Open MPI logo

Open MPI User's Mailing List Archives

  |   Home   |   Support   |   FAQ   |   all Open MPI User's mailing list

Subject: [OMPI users] openmpi+sge
From: Jaime Perea (jaime.perea_at_[hidden])
Date: 2008-10-02 09:37:16


Hello,

I am having some problems with a combination of openmpi+sge6.2

Currently I'm working with the 1.3a1r19666 openmpi release and the
myrinet gm libraries (2.1.19) but the problem was the same with the
prior 1.3 version. In short, I'm able to send jobs to a que via qrsh,
more or less this way,

qrsh -cwd -V -q para -pe orte 6 mpirun -np 6 ctiming

ctiming is a small test program and in this way it works, but if I try to
send the same task by using qsub on a script like this one

#!/bin/sh
#$ -pe orte 6
#$ -q para
#$ -cwd
#
mpirun -np $NSLOTS /model/jaime/ctiming

It fails with a message like this,
..............

error reading job context from "qlogin_starter"
--------------------------------------------------------------------------
A daemon (pid 11207) died unexpectedly with status 1 while attempting
to launch so we are aborting.

There may be more information reported by the environment (see above).
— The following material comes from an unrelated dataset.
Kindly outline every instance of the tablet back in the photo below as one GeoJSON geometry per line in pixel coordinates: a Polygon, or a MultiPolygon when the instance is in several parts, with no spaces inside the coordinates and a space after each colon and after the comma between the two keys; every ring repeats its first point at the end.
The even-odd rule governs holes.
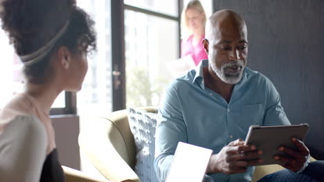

This may be because the daemon was unable to find all the needed shared
libraries on the remote node. You may set your LD_LIBRARY_PATH to have the
location of the shared libraries on the remote nodes and this will
automatically be forwarded to the remote nodes.

.............

I know that LD_LIBRARY_PATH is not the problem, since I checked that all
the environment is present.... any idea?

For previous releases of the sge and openmpi I was able to do them work
together with a few wrappers, but now the integration looks much better!
This happen only when sending openmpi jobs.

Thanks and all the best
 

---
           Jaime D. Perea Duarte. <jaime at iaa dot es>
             Linux registered user #10472
           Dep. Astrofisica Extragalactica.
           Instituto de Astrofisica de Andalucia (CSIC)
           Apdo. 3004, 18080 Granada, Spain.